The first was the zombie. Its skin was grey, cracked, peeling. Its eyes were milky, unfocused, staring at something that wasn't there. Its jaw hung loose, and its arms swung at its sides like it had forgotten how to use them. It swayed slightly, like it was listening to music no one else could hear.
The second wore an Architect mask. Grey, cracked, the eye slits dark. Its clothes were pristine—stark white, unwrinkled, absurdly clean for someone who had walked through a snowstorm. Its hands were clasped behind its back. It stood like it was waiting for a meeting to start.
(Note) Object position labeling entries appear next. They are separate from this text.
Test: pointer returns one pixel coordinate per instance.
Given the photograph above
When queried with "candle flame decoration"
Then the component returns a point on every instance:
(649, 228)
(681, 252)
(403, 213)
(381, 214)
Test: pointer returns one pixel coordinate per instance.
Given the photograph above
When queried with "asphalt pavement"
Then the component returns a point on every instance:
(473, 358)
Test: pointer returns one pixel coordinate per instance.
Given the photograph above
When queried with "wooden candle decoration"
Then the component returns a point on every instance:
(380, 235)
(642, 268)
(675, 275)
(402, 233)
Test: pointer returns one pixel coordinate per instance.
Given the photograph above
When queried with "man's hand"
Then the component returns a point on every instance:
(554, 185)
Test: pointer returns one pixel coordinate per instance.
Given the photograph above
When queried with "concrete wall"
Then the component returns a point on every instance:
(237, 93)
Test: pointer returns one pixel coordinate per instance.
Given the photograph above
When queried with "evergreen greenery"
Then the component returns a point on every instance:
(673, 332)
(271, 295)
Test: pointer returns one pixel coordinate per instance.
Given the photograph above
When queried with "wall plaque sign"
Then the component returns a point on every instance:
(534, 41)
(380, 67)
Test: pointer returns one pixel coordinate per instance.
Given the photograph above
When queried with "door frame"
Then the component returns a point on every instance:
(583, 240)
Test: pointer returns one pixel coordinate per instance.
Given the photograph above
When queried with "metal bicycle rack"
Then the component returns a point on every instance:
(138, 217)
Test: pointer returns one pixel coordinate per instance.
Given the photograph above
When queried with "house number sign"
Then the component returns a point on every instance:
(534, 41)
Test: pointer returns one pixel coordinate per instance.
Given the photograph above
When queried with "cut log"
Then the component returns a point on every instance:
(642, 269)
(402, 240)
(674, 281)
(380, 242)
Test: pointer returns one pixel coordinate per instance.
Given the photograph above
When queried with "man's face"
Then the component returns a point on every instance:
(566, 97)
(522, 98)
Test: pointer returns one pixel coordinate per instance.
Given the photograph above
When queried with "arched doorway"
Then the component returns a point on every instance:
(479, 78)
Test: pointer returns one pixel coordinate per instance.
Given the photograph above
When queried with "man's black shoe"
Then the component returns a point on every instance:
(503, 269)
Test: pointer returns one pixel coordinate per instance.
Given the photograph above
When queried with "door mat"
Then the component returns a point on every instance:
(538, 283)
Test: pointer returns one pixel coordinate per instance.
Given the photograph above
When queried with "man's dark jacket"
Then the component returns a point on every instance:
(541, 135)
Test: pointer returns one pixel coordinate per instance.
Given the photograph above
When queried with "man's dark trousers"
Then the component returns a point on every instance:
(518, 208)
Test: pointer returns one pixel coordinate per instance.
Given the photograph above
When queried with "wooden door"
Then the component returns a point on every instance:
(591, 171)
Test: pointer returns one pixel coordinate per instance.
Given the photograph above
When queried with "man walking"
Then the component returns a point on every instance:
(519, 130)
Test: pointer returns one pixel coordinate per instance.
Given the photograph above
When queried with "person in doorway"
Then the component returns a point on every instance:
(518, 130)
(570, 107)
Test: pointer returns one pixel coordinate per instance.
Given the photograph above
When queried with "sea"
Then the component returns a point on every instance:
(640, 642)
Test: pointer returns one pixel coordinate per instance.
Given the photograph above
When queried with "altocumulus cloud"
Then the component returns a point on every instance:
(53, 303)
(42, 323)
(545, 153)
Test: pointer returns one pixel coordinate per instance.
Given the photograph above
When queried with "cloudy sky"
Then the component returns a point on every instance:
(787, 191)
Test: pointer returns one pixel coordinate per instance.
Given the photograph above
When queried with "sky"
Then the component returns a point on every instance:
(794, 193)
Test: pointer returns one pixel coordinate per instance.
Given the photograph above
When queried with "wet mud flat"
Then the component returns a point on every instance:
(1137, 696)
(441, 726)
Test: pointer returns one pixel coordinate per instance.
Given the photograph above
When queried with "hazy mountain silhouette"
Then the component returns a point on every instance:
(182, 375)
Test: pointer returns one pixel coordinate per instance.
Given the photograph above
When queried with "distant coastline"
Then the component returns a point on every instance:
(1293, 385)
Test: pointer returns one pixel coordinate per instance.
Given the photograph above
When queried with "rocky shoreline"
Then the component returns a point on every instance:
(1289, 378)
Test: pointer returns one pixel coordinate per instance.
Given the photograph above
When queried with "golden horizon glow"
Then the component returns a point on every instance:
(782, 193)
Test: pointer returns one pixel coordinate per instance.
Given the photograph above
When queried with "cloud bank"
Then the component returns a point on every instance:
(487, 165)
The third stood with its arms crossed, its chin lifted, its expression the particular boredom of someone who had seen everything and found it all lacking. The world was below him. Everyone was below him. His golden eyes were half-closed, uninterested.
The fourth had no face. Just smooth, pale skin where his features should have been. It tilted its head when it saw Wolfen, like a bird examining something small and curious. Its hands hung at its sides, twitching.
The fifth was burning. Flames licked at its clothes, its hair, its skin—but it didn't seem to notice. Didn't seem to feel. The snow around it melted, steamed, evaporated. It stood in a circle of bare earth, watching Wolfen with eyes that glowed like embers.
The sixth was crying. Tears streamed down its face, silent, endless, freezing on its cheeks. Its hands were pressed over its ears, like it was trying to block out a sound that wouldn't stop. Its shoulders shook.
The seventh was laughing. No sound came out, but its shoulders shook, its mouth stretched wide, its eyes were wet. It looked at Wolfen like he was the funniest thing it had ever seen.
The eighth was covered in scars. Old ones, new ones, some still healing. Its clothes were rags. Its hands were wrapped in bloody bandages. It stood with its weight on one leg, favoring an injury that would never fully heal.
The ninth was perfectly still. Not breathing, not blinking, not moving at all. A statue wearing Wolfen's face. Its eyes were open, but they saw nothing.
The tenth stood at the front. The one who had kicked Derek around. The one with the too-bright eyes and the half-smile and the hands in his pockets. He looked at Wolfen like he was looking in a mirror.
"Well, well," he said. "Look who finally showed up."
Wolfen didn't answer.
He cracked his neck. Rolled his shoulders. Flexed his fingers.
"Alright. I am going to kill you for what you did to derek . ," he said.
The Wolfens smiled.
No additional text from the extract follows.